Письмо от 4 февраля 1963 года:
"...Меня очень порадовала заметка-статейка Дорофеева ** о тебе. Прочел ее несколько раз. Лучше не напишешь. Все вспоминаю, как ты часто повторял: "Хоть бы 5 строчек за 30 лет". Ну вот, наконец, и пришли эти строчки. Мне кажется, что они много помогут и в издательских делах, хотя, конечно, особого оптимизма проявлять не следует. Но есть в них и нечто большее, чем практическое их приложение, они хороши и важны сами по себе, важны в первую очередь для тебя, а не только для тех, кто прочтет их. И потому-то я радовался, читая и перечитывая их. Между прочим, я подумал, что в газете можно опубликовать отрывок из поэмы, если всю целиком они не решат дать...
Гехту *** лучше, температура упала, врачи настроены оптимистически. Гехт стал проявлять интерес к внешнему миру, просил газеты. Но опасность еще не прошла полностью.
* Дочь Гроссмана.
** Я впервые в жизни читал на совместном заседании секций поэтов и переводчиков собственные стихи. Об этом "Литературная газета" опубликовала сочувственную заметку.
*** С. Г. Гехт - наш приятель, о котором я писал выше. Ему сделали операцию аденомы, но сказались восемь лет лагерей, он сильно ослабел, вскоре после операции умер в больнице.
У меня ничего нового нет, молчавшие продолжают молчать..."
Письмо от 13 февраля 1963 года:
"...Меня радует, что есть продвижение "Нестора" * в "Литер[атурной] России". Но, конечно, еще много, много препятствий впереди. Как со сборником - ты не написал мне, как Слуцкий ** отнесся к нему и какой ему предсказывает гороскоп? Почему ты не пишешь, кто в Малеевке, мне всегда интересно читать твои перечисления с комментариями.

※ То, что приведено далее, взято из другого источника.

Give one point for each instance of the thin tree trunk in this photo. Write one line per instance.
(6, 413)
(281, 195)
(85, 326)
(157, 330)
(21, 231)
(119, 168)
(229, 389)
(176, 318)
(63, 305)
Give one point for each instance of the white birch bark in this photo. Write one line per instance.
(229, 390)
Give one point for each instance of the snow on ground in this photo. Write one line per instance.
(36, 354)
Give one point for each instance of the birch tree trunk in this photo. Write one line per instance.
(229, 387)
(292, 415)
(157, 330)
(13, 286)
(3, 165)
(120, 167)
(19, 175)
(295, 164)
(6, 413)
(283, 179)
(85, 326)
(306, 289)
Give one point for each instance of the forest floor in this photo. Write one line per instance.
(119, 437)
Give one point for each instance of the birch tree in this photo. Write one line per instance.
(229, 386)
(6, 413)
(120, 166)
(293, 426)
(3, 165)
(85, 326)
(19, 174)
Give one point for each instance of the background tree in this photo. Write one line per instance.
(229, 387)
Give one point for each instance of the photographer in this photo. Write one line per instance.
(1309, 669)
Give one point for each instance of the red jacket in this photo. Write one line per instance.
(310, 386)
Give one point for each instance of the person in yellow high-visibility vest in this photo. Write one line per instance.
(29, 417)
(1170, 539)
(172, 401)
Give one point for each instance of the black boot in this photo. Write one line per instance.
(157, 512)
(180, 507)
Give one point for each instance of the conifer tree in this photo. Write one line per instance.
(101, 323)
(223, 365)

О своих делах не пишу, так как ничего значительного ни со знаком плюс, ни со знаком минус не произошло. Даже Анна Самойловна как-то неопределенно разок позвонила и сказала, что пока рассказа не возьмет, повременит. Меня это немного удивило, ведь прочесть его она во всяком случае могла, независимо от редакционной ситуации.

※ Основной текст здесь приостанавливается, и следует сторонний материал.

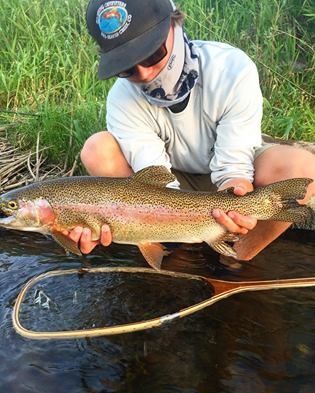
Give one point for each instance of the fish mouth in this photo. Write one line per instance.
(2, 214)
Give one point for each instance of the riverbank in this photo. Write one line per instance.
(48, 71)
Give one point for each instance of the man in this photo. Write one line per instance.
(193, 106)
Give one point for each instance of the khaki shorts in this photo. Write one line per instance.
(195, 182)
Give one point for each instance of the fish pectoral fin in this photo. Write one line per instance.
(223, 248)
(153, 253)
(231, 237)
(68, 244)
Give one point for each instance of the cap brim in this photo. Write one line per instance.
(134, 51)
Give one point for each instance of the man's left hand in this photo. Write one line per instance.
(233, 221)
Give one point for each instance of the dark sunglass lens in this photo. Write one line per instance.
(127, 74)
(155, 58)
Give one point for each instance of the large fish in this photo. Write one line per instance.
(141, 210)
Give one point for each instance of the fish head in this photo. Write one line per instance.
(25, 214)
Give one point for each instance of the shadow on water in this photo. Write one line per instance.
(252, 342)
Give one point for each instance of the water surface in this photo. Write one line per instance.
(254, 342)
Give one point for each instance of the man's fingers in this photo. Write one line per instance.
(75, 234)
(86, 243)
(106, 235)
(239, 190)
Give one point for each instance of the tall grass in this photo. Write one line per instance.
(48, 65)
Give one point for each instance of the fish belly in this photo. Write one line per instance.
(182, 233)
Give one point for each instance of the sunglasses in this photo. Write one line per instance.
(150, 61)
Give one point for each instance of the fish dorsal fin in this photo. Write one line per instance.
(155, 175)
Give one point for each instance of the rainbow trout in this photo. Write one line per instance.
(141, 210)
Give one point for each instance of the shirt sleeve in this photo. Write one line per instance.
(238, 131)
(130, 120)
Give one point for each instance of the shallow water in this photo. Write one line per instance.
(252, 342)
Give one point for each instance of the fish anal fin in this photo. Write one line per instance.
(155, 175)
(153, 253)
(223, 248)
(68, 244)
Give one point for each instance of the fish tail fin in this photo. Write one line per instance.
(302, 216)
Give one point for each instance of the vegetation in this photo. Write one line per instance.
(48, 66)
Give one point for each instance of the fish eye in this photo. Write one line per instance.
(12, 205)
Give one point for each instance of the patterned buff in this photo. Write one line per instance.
(178, 77)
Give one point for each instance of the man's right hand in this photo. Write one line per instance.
(82, 236)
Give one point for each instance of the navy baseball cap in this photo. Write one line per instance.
(127, 31)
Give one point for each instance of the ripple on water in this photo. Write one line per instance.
(262, 342)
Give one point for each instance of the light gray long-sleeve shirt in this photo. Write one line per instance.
(216, 133)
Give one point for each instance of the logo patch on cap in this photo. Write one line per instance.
(113, 19)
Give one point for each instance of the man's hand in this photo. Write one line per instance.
(233, 221)
(82, 236)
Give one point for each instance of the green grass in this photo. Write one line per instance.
(48, 66)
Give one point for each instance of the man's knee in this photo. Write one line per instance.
(283, 162)
(101, 155)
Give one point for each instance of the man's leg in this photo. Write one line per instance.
(277, 163)
(101, 155)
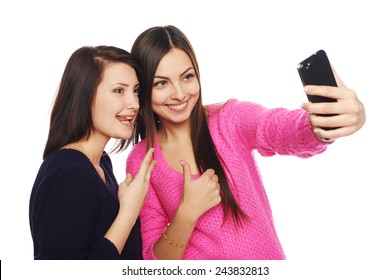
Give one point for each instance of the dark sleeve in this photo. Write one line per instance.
(65, 212)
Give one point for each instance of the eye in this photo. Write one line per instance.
(189, 76)
(160, 83)
(136, 90)
(119, 90)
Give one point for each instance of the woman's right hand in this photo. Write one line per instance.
(199, 195)
(132, 191)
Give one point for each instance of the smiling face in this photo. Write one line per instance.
(116, 102)
(175, 88)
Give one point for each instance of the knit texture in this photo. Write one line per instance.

Березко *** не подает признаков жизни.
"Сам себя" чувствую не очень хорошо, вновь подскочило давление. Был у меня вчера Райский - дон Померанцо все пишет и пишет".
Письмо от 21 февраля 1963 года:
"...Катя **** приехала вчера из Ленинграда. Там дело совсем плохо, у мужа ее сестры оказался рак, от операции врачи отказались, считают, что ничего не даст, его выписали из больницы. Представь, он сам хирург-онколог, но не понимает, что болен раком. Новости все такие печальные. Когда люди стареют, им кажется, что весь мир полон гипертонии, склероза, злокачественных опухолей, стенокардии. А было нам по двадцать лет, и казалось, что ничего, кроме триппера, нет на белом свете.
* Речь идет о моей поэме "Нестор и Сария". "Литературная Россия" собиралась было ее напечатать, но после выступления Хрущева на выставке в Манеже ее отклонила. Поэма впервые напечатана в журнале "Время и мы".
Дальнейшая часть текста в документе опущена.